Mit Putin darf, nein muss geredet werden.

Der CDU-Politiker Röttgen hat in der Sendung bei Markus Lanz die Notwendigkeit und den Sinn von Waffenlieferungen an die Ukraine ehrlich begründet. Damit die Ukrainer ausreichend Waffen haben, wenn es beispielsweise in den Städten zum Häuserkampf kommt. Die Waffenlieferungen ermöglichen es der Ukraine, sich auf lange Zeit zu verteidigen. Niemand äußert Bedenken. Ein langwieriger Krieg wird so ins Gespräch gebracht.

Der russische Präsident Putin hat einen Krieg ausgelöst, der auch aus russischer Sicht weder erforderlich noch im Hinblick auf die uns schon jetzt bekannten Verluste an Menschenleben, hier meine ich zunächst nur die ukrainische Seite, verhältnismäßig ist. Putin hat sich mit allem was er beherrscht, ins Unrecht versetzt, selbst wenn die Vorgeschichte von einer unglaublichen Ignoranz und Überheblichkeit der ehemaligen Partner Russlands bestimmt wird.

Erforderlich war der Angriffskrieg nicht, weil sich die Krim, Donezk und Luhansk in Russlands Einflusszone befinden. Mit der völkerrechtlichen Anerkennung von Donezk und Luhansk hatte Putin als Präsident der Atommacht Russland das gleichsam festgezurrt. Und die Welt hätte das wohl auch geschluckt, wenn er sich begnügt hätte. Die Ukraine hatte die Möglichkeit, diese Separation der Teilrepubliken und der Krim anzuerkennen. Dann wäre der Einwand der Krisensituation nicht mehr gegeben gewesen und die NATO hätte die Ukraine aufnehmen können. Russland hätte das wohl hinnehmen müssen. Die Ukraine ist diesen Weg nicht gegangen, wenn der Präsident Selenskyi ihn beschritten hätte, wäre er vermutbar des Landesverrates bezichtigt worden.

Putin hätte das Patt anerkennen müssen.

Unverhältnismäßig ist das Handeln, weil Putin offenkundig auf einen Krieg zusteuert, der sich gegen die Zivilbevölkerung richtet. Es droht die Bombardierung der großen ukrainischen Städte …!

Die Mitgliedsstaaten der NATO wollen sich an einem Krieg gegen Russland nicht beteiligen. Nicht so sehr, weil die Ukraine kein Mitgliedsland der NATO ist, sondern weil es sich bei Russland um eine Atommacht handelt. Wenn die NATO aus guten Gründen nicht kämpfen will, dann muss sie jede Chance zu Verhandlungen wahrnehmen.
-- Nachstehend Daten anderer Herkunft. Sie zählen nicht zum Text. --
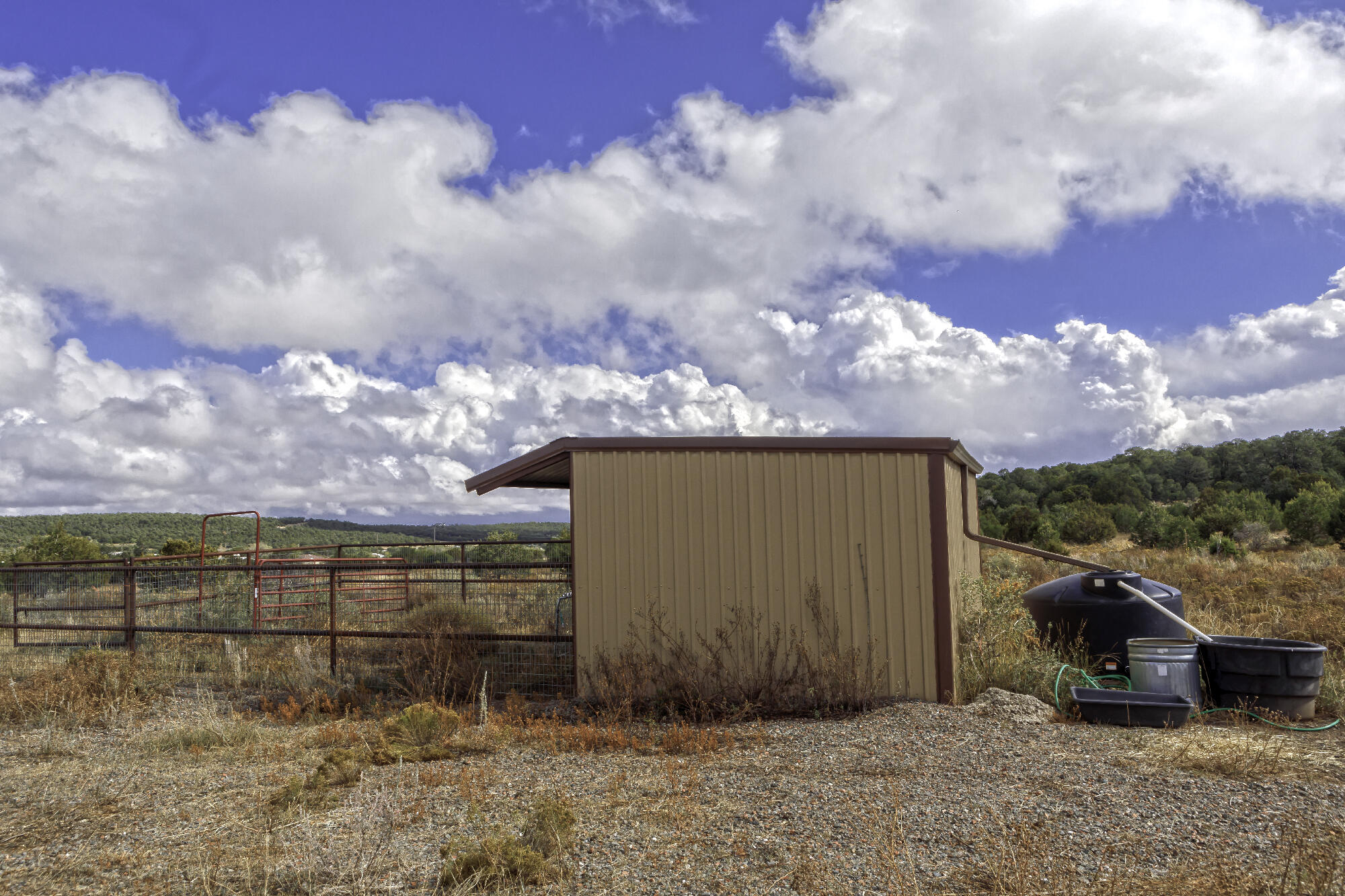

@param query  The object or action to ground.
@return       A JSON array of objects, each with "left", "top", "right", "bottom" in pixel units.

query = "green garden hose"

Warum erbietet sich nicht die NATO oder auch nur Deutschland zur Teilnahme an den begonnenen Verhandlungen zwischen der Ukraine und Russland – und wenn auch nur als Moderator oder Beobachter? Müssen die Ukraine und Russland erst ausbluten oder warten wir einen Sturz von Putin durch seine Leute ab? Oder sind die Politiker Macron und Scholz frustriert, weil sie bei ihren Gesprächen mit Putin keinen Erfolg gehabt haben? Oder wird lieber der Tod vieler Menschen akzeptiert, weil der Versuch von Verhandlungen mit dem Lügner aus Russland verwerflich ist?

Gerhard Schröder und Matthias Platzeck sind in der Öffentlichkeit derart plattgemacht worden, dass sie von der Bundesregierung auf die Gefahr ihres politischen Unterganges nicht für Gespräche mit Putin verwendet werden können. Das ist beschämend, denn vielleicht ist der russische Präsident, dem nunmehr eine Bunkermentalität zugesprochen wird, für Argumente der beiden Herren erreichbar.

Russland fordert erneut Gespräche mit der Ukraine. Vielleicht ein Täuschungsmanöver, um einen schrecklichen Bombenkrieg im Falle ihres Scheiterns zu rechtfertigen. Wenn der Westen nicht kämpfen kann und will, muss verhandelt werden. Und wir Deutschen sollten den Gürtel nur enger schnallen, wenn wirklich alles, wirklich alles Erforderliche unternommen wurde, für Frieden in Europa zu sorgen. Wenn jeder desavouiert wird, der eine Verbindung oder gar einen Draht zu Putin hat, dann wird das Falsche oder zumindest zu wenig getan.

Also bitte aufwachen, Bundesregierung, bei allen Gesprächen dabei sein, ihr komplettes Scheitern und so die Ausweitung des Krieges durch Russland versuchen zu verhindern.